A suicide bomber has struck the Pakistani city of Quetta, killing 43 people. It is the second major attack this week in the country, which continues to face problems from last month’s floods.
The bomber attacked a Shi’ite rally in Quetta, which was expressing solidarity with the Palestinian people.
More than 100 people were wounded in the attack.
A hospital spokesman in Quetta said: “There are 24 dead in the Combining Military Hospital and the remaining are in two other hospitals.”
The bomb left vehicles on fire and the wounded lying on the streets, and followed the Taliban’s bomb in Lahore earlier this week, which also struck a Shi’ite procession and killed 33 people.
The Lahore blasts were the first major attack since the flooding disaster began in Pakistan.

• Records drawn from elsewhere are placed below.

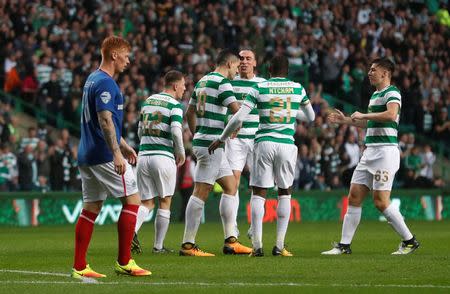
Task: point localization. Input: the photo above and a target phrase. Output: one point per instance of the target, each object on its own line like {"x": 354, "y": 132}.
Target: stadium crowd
{"x": 49, "y": 47}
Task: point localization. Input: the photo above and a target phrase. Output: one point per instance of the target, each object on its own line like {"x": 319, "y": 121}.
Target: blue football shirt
{"x": 100, "y": 93}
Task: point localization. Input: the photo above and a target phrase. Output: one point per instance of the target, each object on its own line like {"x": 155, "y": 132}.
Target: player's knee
{"x": 164, "y": 203}
{"x": 380, "y": 204}
{"x": 287, "y": 191}
{"x": 230, "y": 190}
{"x": 259, "y": 191}
{"x": 94, "y": 207}
{"x": 149, "y": 204}
{"x": 354, "y": 200}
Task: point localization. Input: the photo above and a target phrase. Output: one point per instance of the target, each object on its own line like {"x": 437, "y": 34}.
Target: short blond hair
{"x": 114, "y": 43}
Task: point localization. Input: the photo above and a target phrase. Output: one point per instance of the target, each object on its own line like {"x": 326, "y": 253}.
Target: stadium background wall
{"x": 33, "y": 208}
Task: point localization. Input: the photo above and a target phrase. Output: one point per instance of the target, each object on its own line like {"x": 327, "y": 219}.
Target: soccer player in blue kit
{"x": 104, "y": 160}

At the beginning of August, the Taliban said it would suspend attacks in flood-hit areas.
A spokesman for the Taliban’s suicide bomber mentor, Qari Hussain Mehsud, said of the Lahore attack: “It’s revenge for the killings of innocent Sunnis.”
Another suicide attack today in the north west of Pakistan killed one person outside a mosque of the Ahmadi Muslim sect, which Pakistan has declared non-Muslim.
The civilian government in Pakistan is already struggling to cope with the floods and the resurgence in violence represents another major problem.
The attacks also come in the wake of a warning from the United States, which said earlier today that the floods will hinder army offensives against the Taliban.
US Defence Secretary Robert Gates, who is visiting US troops in Afghanistan, said: “Unfortunately the flooding in Pakistan is probably going to delay any operations by the Pakistani army in North Waziristan for some period of time.”